1.3 research object and characteristics of visual search visual big data resources

The research of visual search has gradually developed into the main research trend in the field of information retrieval. So far, the definition of visual search has not formed a unified understanding, but from the perspective of information retrieval, everyone's general understanding of it refers to an information retrieval method that takes visual resources in the objective physical world as the retrieval object and obtains relevant information through the Internet. It is a comprehensive and applied frontier field, which takes the visual big data resources and related information as the research object, the acquisition, analysis, organization, understanding and expression methods of the visual big data resources as the main research content, the information technology and methods as the main research means, and the discovery of the knowledge value contained in the visual big data resources and the expansion of its utilization ability as the main research objectives. This paper focuses on the analysis and utilization of massive, heterogeneous, dynamic, disorderly and rapidly evolving visual resources in the current big data environment, focusing on how to make full use of rapidly developing information technology to solve the understanding and expression of visual big data resources, how to effectively realize visual search, and how to use visual search technology to discover new knowledge from massive visual big data resources.

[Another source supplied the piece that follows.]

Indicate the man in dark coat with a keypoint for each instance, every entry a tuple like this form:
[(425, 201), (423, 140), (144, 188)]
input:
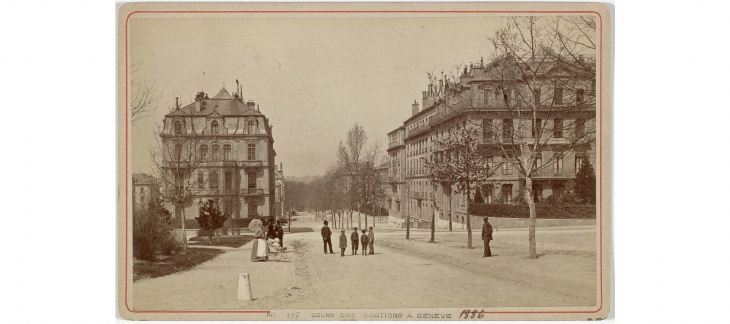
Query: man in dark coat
[(354, 238), (487, 236), (279, 232), (327, 237), (271, 232)]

There is no doubt that the future is an era of wisdom (or "internet plus"). The rapid development of theories and applications such as smart earth, smart city and smart library provides "fertile soil" for visual search theory and application research. With the rapid increase of data scale derived from the internet plus era, text, images, audio and video, user interaction information and various sensory information will become the mainstream of the "data ocean", and more than 80% of these data sources come from human visual channels. At present, the most important means to grasp the future development of information retrieval and knowledge service in the era of "internet plus" may be visual search.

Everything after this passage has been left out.